Monthly Archives: April 2010

PowerShell quickie: expanding the properties of a variable inside a string

Here’s something that gave me a bit of trouble: I was attempting to run a script to upgrade a bunch of SharePoint solutions, and I wrote it like this:

dir –Recurse –Filter *.wsp | %{ stsadm –o upgradesolution –name $_ –filename $_.FullName –allowgacdeployment –local }

Now, that actually works, but since I hadn’t tested it before, I figured I’d echo the command out first, so I tried this:

dir –Recurse –Filter *.wsp | %{ echo "stsadm –o upgradesolution –name $_ –filename $_.FullName –allowgacdeployment –local" }

Which is all well and good, except it echos out something like the following:

stsadm –o upgradesolution -name Foo.wsp -filename Foo.wsp.FullName -allowgacdeployment -local

The reason this happens is that the string expansion in PowerShell has no way of knowing that I meant to expand the property instead of printing out the literal characters.
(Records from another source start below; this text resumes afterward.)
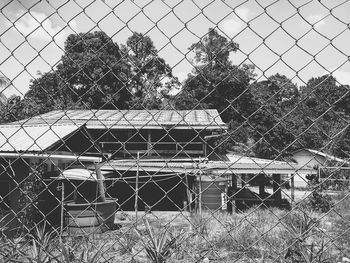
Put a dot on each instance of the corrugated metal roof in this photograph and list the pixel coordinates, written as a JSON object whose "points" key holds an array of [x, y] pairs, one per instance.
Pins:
{"points": [[238, 159], [32, 138], [211, 167], [126, 119], [325, 155]]}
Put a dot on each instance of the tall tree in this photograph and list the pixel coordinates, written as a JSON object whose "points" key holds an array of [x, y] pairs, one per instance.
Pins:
{"points": [[149, 73], [272, 126], [325, 115], [215, 82], [92, 67], [48, 92]]}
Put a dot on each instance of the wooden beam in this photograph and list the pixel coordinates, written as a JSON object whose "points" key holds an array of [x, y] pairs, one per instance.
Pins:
{"points": [[261, 180], [277, 193], [101, 189]]}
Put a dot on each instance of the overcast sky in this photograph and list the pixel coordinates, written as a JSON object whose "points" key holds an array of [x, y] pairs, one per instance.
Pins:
{"points": [[272, 35]]}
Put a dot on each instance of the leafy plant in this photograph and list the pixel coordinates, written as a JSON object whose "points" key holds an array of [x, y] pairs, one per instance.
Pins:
{"points": [[159, 245], [307, 243], [129, 240], [40, 246]]}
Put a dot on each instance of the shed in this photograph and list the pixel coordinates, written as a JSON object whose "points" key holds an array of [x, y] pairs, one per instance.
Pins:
{"points": [[316, 159]]}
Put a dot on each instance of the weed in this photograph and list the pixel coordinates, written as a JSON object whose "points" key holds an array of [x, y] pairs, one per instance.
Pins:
{"points": [[307, 242], [159, 245]]}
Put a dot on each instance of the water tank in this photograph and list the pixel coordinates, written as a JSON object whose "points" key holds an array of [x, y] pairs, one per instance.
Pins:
{"points": [[213, 192]]}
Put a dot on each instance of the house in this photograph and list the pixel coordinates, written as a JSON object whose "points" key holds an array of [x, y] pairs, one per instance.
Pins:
{"points": [[59, 140], [316, 159], [156, 159]]}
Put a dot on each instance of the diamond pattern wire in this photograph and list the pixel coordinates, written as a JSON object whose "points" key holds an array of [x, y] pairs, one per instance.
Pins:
{"points": [[174, 131]]}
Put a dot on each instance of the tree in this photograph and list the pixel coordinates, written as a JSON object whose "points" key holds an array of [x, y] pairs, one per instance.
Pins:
{"points": [[215, 82], [213, 49], [92, 68], [4, 82], [272, 122], [149, 72], [46, 93], [325, 114]]}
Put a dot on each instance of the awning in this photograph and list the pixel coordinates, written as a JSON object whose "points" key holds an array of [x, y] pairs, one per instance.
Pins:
{"points": [[79, 174], [70, 157], [32, 138], [218, 168]]}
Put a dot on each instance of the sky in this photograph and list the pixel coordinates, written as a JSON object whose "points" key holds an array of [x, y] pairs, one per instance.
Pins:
{"points": [[297, 38]]}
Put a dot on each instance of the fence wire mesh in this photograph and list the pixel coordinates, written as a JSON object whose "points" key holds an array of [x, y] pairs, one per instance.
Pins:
{"points": [[174, 131]]}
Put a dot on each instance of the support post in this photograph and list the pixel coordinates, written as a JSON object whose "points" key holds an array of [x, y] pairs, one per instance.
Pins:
{"points": [[277, 193], [137, 186], [261, 184], [101, 189], [62, 208], [200, 193], [149, 142], [189, 194], [292, 188]]}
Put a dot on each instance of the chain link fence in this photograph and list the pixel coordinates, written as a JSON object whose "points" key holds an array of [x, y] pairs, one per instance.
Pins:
{"points": [[174, 131]]}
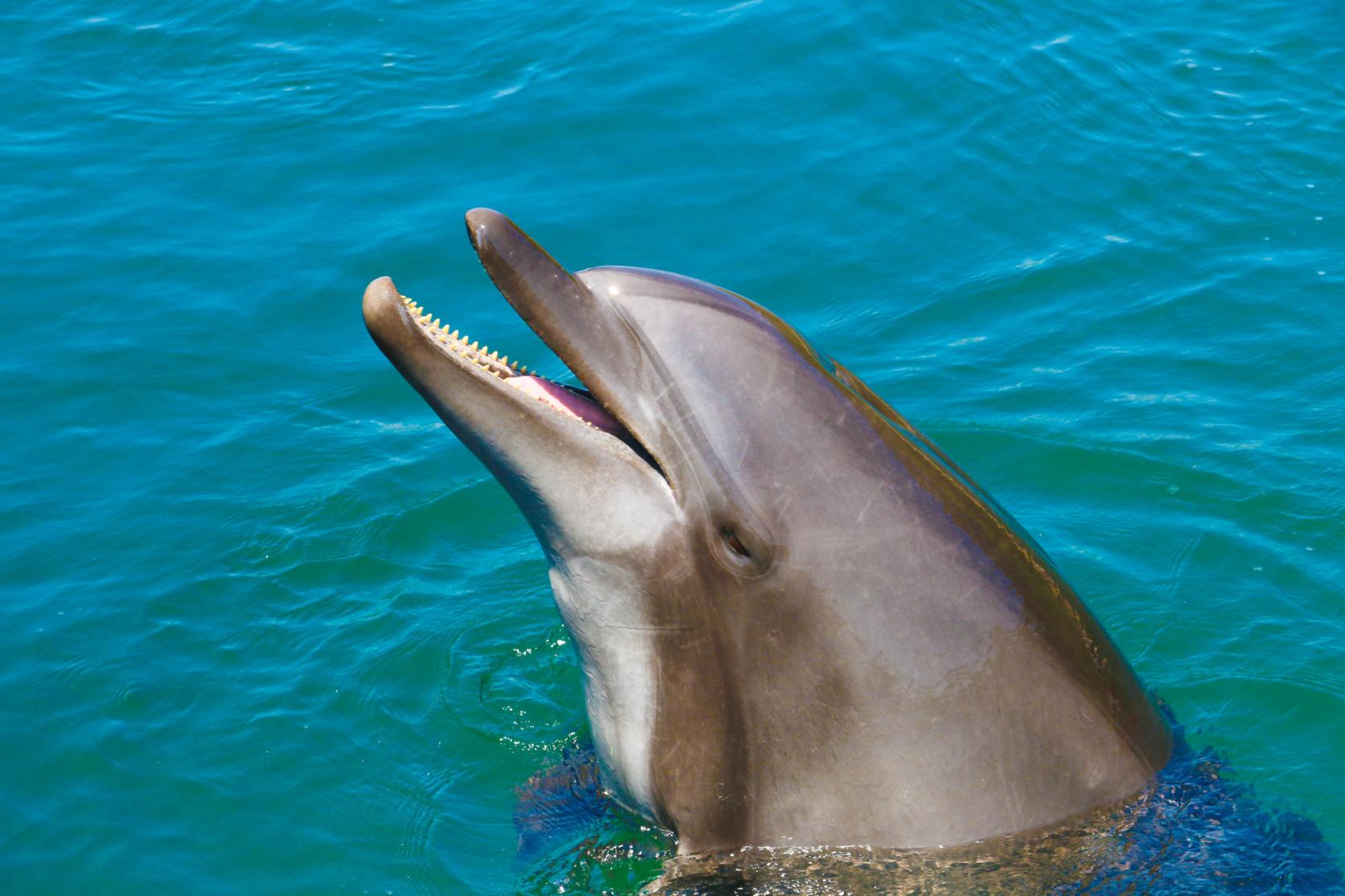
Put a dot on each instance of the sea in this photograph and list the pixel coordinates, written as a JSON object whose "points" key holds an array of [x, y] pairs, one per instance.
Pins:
{"points": [[268, 628]]}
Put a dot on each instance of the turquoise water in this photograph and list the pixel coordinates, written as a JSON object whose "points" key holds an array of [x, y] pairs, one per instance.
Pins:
{"points": [[268, 628]]}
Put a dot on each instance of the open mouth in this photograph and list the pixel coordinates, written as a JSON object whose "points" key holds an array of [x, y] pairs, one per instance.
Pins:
{"points": [[561, 399]]}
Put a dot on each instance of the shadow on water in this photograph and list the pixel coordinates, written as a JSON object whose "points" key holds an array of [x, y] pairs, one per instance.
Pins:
{"points": [[1196, 830]]}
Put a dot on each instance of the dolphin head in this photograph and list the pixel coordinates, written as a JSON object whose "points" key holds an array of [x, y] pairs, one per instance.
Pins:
{"points": [[773, 580]]}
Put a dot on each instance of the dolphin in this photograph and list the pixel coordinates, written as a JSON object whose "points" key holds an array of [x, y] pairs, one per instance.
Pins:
{"points": [[799, 622]]}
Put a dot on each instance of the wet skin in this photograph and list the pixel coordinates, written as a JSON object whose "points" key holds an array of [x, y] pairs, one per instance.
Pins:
{"points": [[799, 623]]}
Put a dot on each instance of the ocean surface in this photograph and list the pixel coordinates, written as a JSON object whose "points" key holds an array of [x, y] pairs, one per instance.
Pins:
{"points": [[267, 628]]}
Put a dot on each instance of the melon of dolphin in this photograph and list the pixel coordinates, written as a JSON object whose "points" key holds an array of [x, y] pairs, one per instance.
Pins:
{"points": [[799, 623]]}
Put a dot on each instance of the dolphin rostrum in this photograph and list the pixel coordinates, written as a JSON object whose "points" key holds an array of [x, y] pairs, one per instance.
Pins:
{"points": [[799, 622]]}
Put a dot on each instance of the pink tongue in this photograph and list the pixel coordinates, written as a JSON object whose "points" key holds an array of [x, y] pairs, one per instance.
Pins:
{"points": [[567, 403]]}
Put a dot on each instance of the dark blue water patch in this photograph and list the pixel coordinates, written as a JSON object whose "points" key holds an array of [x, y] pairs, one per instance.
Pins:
{"points": [[1197, 830]]}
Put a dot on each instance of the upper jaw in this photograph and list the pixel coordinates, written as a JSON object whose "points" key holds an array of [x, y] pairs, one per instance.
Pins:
{"points": [[539, 452]]}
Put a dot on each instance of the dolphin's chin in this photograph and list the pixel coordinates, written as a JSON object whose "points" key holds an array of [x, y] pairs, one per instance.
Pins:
{"points": [[474, 359]]}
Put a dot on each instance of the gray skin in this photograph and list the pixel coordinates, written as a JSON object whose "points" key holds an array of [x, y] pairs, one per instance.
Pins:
{"points": [[799, 623]]}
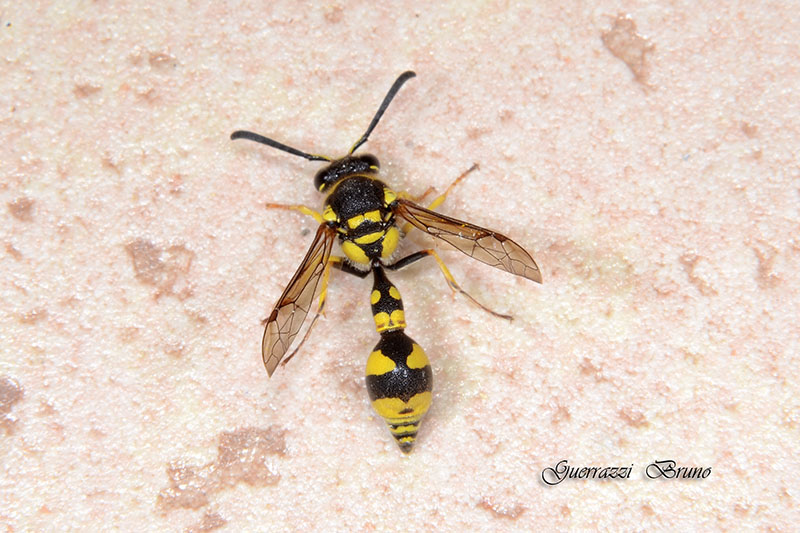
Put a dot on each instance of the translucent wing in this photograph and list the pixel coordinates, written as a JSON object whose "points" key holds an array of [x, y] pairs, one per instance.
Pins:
{"points": [[294, 304], [479, 243]]}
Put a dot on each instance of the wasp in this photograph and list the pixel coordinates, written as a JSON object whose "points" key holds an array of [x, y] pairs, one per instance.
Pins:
{"points": [[364, 214]]}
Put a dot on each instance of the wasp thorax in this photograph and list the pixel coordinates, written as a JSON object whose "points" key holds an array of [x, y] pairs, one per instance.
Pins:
{"points": [[346, 166]]}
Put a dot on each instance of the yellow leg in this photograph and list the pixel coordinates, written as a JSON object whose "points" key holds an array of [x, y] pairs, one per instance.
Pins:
{"points": [[455, 287], [439, 200], [300, 208]]}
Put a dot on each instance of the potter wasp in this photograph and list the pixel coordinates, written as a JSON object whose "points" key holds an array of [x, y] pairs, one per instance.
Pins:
{"points": [[363, 214]]}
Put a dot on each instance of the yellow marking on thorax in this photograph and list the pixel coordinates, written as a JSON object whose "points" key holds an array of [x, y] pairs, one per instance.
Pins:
{"points": [[354, 252], [356, 221], [390, 240], [369, 238], [328, 215]]}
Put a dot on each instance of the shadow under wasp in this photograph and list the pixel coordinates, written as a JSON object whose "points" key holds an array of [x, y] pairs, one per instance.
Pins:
{"points": [[362, 213]]}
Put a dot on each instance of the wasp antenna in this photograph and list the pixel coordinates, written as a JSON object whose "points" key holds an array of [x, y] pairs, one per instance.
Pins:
{"points": [[250, 136], [404, 77]]}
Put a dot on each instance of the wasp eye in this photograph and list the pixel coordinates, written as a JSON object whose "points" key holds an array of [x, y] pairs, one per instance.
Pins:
{"points": [[370, 160], [321, 179]]}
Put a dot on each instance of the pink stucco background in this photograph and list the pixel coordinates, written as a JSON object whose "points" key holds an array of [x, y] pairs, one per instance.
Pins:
{"points": [[645, 153]]}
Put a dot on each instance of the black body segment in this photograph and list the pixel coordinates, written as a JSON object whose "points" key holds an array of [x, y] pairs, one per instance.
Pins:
{"points": [[399, 376]]}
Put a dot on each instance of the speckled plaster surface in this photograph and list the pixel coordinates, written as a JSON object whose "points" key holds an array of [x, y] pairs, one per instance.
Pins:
{"points": [[645, 153]]}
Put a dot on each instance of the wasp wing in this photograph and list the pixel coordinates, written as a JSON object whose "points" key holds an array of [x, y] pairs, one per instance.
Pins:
{"points": [[479, 243], [294, 304]]}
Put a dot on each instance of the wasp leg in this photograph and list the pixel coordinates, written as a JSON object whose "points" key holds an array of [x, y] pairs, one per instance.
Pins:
{"points": [[300, 208], [439, 200], [451, 282]]}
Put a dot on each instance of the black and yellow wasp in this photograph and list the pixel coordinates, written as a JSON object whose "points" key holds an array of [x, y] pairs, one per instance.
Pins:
{"points": [[362, 213]]}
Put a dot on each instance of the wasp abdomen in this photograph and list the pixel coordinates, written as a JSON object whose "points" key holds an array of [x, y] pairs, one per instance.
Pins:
{"points": [[399, 377], [399, 382]]}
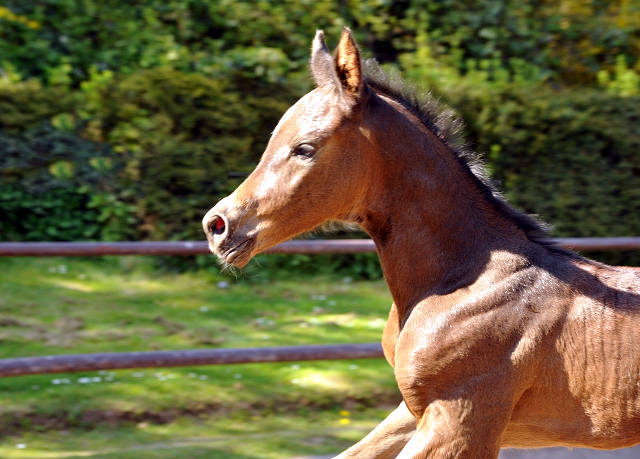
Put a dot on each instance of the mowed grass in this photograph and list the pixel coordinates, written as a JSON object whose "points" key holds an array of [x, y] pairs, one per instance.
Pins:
{"points": [[79, 305]]}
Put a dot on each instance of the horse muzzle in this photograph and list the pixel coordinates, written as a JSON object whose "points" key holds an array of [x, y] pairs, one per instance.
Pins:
{"points": [[227, 238]]}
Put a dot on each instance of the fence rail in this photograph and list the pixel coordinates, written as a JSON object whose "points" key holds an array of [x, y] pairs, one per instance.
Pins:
{"points": [[193, 357], [49, 249], [120, 360]]}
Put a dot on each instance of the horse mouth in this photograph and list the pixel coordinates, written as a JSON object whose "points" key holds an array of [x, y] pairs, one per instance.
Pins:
{"points": [[239, 255]]}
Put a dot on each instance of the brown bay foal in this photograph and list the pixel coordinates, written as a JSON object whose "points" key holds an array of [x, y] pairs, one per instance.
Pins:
{"points": [[497, 338]]}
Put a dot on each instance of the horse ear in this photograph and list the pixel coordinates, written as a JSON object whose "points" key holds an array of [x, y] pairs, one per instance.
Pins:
{"points": [[348, 64], [321, 62]]}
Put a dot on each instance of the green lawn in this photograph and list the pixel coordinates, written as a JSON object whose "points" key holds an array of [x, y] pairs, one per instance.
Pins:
{"points": [[79, 305]]}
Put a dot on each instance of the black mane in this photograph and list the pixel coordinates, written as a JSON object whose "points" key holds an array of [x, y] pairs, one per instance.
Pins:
{"points": [[444, 123]]}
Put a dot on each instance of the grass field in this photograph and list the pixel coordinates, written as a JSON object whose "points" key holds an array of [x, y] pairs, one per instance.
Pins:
{"points": [[79, 305]]}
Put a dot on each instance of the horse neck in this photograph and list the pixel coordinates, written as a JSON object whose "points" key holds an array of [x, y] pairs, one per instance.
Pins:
{"points": [[433, 228]]}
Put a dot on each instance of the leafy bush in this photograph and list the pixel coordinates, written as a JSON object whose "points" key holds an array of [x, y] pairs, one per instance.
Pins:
{"points": [[57, 186], [572, 157], [178, 136]]}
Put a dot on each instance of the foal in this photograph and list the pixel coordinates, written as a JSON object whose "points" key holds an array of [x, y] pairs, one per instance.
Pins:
{"points": [[497, 338]]}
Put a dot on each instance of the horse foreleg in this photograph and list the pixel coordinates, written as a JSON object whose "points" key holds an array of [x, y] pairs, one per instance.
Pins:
{"points": [[386, 440], [454, 429]]}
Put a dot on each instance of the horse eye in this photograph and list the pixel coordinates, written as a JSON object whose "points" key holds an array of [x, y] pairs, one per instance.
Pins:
{"points": [[304, 150]]}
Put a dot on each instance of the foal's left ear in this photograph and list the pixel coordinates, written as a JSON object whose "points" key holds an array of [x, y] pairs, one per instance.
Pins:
{"points": [[348, 65], [344, 70]]}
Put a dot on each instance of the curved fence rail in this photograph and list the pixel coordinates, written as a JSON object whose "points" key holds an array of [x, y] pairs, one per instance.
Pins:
{"points": [[156, 359], [49, 249], [120, 360]]}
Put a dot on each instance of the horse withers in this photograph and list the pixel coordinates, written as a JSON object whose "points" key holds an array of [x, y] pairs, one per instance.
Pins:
{"points": [[497, 337]]}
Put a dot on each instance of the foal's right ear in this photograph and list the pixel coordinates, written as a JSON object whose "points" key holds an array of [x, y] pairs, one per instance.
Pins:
{"points": [[322, 67]]}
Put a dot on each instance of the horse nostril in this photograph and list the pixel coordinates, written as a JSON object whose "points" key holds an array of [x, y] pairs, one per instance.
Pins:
{"points": [[217, 226]]}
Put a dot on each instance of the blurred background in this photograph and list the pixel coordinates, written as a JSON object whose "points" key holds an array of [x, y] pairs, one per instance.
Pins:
{"points": [[128, 120]]}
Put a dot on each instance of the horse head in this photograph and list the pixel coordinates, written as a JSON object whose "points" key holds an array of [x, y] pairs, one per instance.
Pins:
{"points": [[314, 166]]}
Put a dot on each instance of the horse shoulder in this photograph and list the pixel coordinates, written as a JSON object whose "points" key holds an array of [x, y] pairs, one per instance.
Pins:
{"points": [[484, 337]]}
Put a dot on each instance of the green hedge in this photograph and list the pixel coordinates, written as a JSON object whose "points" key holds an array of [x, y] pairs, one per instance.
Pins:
{"points": [[572, 157]]}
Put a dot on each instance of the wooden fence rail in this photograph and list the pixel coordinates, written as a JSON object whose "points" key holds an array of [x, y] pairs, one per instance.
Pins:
{"points": [[156, 359], [49, 249], [192, 357]]}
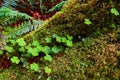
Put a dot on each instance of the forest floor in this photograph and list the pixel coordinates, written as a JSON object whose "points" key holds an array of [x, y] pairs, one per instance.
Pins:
{"points": [[97, 58]]}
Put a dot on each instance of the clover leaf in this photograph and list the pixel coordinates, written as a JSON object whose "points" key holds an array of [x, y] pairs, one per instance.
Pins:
{"points": [[15, 60], [34, 67], [47, 70]]}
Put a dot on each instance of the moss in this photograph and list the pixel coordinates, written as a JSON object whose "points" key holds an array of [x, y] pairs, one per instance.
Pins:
{"points": [[70, 20]]}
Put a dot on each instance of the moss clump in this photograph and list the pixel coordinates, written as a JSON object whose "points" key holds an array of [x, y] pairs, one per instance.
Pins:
{"points": [[70, 20]]}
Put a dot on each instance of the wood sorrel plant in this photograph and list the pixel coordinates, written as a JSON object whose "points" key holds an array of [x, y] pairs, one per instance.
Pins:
{"points": [[19, 51]]}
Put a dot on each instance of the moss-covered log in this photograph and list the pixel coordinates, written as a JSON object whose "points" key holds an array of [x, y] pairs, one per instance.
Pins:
{"points": [[70, 20]]}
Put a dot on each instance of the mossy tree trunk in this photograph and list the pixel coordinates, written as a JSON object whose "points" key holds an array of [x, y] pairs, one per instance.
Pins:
{"points": [[70, 20]]}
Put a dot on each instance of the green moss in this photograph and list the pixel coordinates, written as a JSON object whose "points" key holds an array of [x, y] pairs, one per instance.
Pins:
{"points": [[70, 20]]}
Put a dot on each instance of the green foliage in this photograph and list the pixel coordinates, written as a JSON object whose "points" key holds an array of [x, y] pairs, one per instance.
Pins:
{"points": [[15, 60], [9, 16], [34, 67], [21, 42], [57, 49], [48, 40], [47, 70], [114, 11], [48, 57], [18, 48], [57, 6], [1, 52], [87, 21], [46, 50], [9, 49]]}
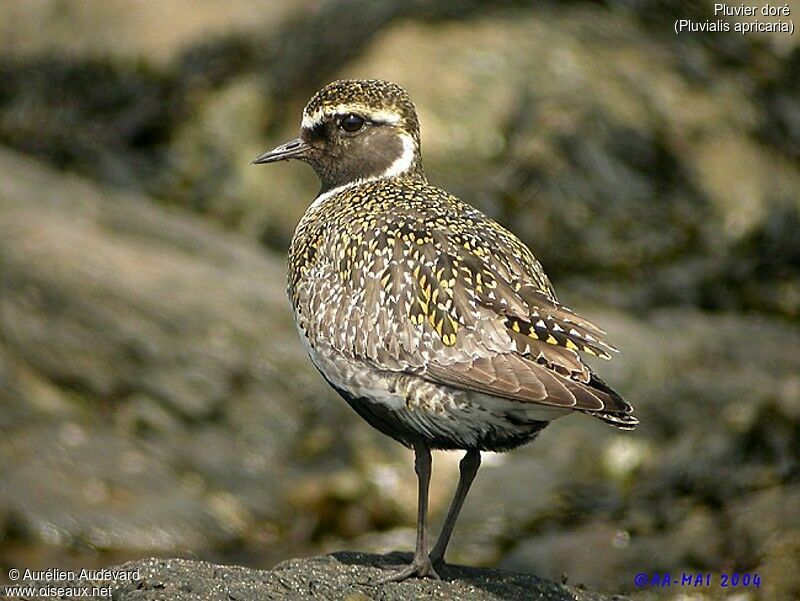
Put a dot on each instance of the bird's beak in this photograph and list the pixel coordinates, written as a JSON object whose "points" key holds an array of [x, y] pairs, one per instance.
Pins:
{"points": [[294, 149]]}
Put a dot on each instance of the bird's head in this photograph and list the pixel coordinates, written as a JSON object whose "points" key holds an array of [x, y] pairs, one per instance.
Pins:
{"points": [[356, 130]]}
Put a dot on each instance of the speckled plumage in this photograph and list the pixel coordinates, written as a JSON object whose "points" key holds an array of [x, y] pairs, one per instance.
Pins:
{"points": [[434, 322]]}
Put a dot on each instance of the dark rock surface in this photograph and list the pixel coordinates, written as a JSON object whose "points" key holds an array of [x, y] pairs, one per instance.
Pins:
{"points": [[339, 576], [154, 397]]}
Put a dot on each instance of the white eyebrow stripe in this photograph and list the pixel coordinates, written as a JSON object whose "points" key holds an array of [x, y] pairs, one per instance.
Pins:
{"points": [[310, 121]]}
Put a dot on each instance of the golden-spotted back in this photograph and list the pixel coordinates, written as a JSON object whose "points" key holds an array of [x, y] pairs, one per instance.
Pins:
{"points": [[394, 280]]}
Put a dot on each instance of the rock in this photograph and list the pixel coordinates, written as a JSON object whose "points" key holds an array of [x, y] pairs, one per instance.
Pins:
{"points": [[339, 576], [144, 406]]}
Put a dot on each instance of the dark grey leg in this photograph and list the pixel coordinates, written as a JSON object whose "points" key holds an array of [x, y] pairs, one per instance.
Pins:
{"points": [[468, 468], [420, 566]]}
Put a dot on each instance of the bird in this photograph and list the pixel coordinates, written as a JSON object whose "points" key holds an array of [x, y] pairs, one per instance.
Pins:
{"points": [[435, 323]]}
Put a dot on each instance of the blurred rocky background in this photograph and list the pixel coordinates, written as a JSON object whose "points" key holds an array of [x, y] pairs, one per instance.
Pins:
{"points": [[154, 399]]}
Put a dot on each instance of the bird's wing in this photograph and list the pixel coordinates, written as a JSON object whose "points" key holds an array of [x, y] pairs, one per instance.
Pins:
{"points": [[445, 292]]}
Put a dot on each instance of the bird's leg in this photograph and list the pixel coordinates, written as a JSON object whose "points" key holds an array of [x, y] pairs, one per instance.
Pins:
{"points": [[467, 469], [420, 566]]}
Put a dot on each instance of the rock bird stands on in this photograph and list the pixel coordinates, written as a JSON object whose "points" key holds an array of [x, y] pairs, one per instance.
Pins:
{"points": [[435, 323]]}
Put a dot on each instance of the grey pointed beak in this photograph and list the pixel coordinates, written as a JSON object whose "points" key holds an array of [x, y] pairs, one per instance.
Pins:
{"points": [[294, 149]]}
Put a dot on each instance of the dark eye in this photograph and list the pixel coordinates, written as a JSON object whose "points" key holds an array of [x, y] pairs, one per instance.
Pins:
{"points": [[351, 123]]}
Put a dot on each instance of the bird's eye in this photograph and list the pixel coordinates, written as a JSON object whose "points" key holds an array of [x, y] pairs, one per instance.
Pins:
{"points": [[351, 123]]}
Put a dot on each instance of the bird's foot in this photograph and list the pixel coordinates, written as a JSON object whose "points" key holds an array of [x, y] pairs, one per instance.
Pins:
{"points": [[418, 568]]}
Having figured this out, the next thing I tried was:

echo "${_.FullPath}"

Which doesn’t work either. Crap. I’m not familiar enough with the PowerShell syntax to explain why that is, but after a moment of pondering I finally figured out something that does work – expressions:

dir –Recurse –Filter *.wsp | %{ echo "stsadm –o upgradesolution –name $_ –filename $($_.FullName) –allowgacdeployment –local" }

The $() syntax allows us to evaluate any arbitrary expression, which is then inserted into the string. Yay!